When Monarch, the UK’s fifth largest airline, collapsed and grounded all flights, 110,000 people were left stranded, with no return flight home. An additional 750,000 people had flights booked with the airline; those who checked Twitter saw this tweet “Monarch customers in the UK: don’t go to the airport. There will be no more Monarch flights. This page will no longer be monitored.” Passengers were stuck at the airport; one man tweeted that his flight was canceled at boarding after he had already checked in. A 27-member wedding party headed to Gran Canary was stranded at Gatwick as well. Tours organized by Monarch are also canceled.
Britain’s Civil Aviation Authority is organizing flights to get stranded travelers home, many of which are upset at being in a foreign country with no way home and they took to social media to complain. No one will be stranded, according to UK officials; everyone will be brought home on a chartered plane within two weeks at no extra cost. The first rescue flight from Ibiza has already arrived at Gatwick.

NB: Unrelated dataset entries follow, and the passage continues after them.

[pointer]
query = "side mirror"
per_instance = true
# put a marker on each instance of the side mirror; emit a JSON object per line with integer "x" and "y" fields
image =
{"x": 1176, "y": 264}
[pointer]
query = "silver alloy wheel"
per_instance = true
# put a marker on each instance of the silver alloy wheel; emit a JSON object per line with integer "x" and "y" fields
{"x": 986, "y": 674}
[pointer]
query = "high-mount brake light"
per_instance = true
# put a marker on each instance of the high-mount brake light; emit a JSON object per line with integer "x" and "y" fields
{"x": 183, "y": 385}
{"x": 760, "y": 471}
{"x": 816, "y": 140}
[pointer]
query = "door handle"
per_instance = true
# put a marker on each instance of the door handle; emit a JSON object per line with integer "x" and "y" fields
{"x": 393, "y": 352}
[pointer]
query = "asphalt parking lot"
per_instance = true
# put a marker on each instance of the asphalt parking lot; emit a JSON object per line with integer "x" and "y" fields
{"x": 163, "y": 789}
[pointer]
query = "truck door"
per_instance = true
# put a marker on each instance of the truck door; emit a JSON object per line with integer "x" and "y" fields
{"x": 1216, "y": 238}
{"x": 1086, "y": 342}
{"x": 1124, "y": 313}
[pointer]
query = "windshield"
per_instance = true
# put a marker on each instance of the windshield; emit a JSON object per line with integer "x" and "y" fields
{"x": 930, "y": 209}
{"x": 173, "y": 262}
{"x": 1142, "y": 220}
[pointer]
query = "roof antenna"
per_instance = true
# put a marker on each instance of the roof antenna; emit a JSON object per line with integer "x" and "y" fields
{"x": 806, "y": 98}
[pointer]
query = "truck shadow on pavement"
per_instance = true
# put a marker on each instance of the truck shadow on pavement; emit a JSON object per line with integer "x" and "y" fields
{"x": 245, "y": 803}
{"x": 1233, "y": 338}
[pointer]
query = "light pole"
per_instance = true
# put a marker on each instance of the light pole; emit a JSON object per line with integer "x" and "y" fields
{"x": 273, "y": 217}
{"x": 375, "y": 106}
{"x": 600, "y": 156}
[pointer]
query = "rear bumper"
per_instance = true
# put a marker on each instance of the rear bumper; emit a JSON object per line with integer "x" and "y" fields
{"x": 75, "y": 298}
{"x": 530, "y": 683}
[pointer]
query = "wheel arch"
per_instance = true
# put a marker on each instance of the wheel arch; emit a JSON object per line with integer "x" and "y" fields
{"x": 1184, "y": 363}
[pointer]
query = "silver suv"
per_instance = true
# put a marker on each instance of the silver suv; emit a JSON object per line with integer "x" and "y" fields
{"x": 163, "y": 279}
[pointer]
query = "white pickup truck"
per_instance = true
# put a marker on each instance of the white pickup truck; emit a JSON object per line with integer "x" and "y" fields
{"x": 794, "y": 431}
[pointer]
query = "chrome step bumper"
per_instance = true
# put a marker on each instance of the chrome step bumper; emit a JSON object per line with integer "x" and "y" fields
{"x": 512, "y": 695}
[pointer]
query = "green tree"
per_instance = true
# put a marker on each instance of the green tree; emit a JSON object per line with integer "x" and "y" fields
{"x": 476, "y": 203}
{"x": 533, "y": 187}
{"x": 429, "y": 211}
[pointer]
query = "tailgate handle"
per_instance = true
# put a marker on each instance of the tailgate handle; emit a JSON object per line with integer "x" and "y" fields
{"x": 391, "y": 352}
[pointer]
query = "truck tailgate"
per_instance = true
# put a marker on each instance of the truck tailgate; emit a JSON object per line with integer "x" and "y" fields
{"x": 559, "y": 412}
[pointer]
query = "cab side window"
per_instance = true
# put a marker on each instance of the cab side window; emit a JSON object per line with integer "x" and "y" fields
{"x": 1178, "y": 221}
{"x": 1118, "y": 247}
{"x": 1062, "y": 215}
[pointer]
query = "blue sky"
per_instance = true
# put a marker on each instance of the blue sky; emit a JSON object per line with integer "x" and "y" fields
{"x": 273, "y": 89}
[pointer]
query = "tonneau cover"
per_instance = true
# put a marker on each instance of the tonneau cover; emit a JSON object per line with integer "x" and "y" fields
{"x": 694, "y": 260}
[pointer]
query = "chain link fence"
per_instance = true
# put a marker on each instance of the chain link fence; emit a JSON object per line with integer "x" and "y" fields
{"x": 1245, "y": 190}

Monarch was in shaky financial shape for years. Consumers are not loyal to a specific airline anymore; they go with the cheapest flight. Monarch tried to become a low cost carrier, however, there were already two in operation and there just were not enough travelers to go around. Terrorism and the fear of terrorist attacks also contributed to Monarch’s downfall, since a significant part of their business involved flights to Egypt and Turkey.
Greybull Capital, Monarch Airline’s owner, apologized to customers, employees and partners. There are reports of staff members who were taking their belongings home at Monarch’s headquarters, but there has been no public announcement about how many people will lose their job. The media is slamming Monarch as people are posting text messages from Monarch from three days before their collapse that urged the recipient to purchase a flight to Spain.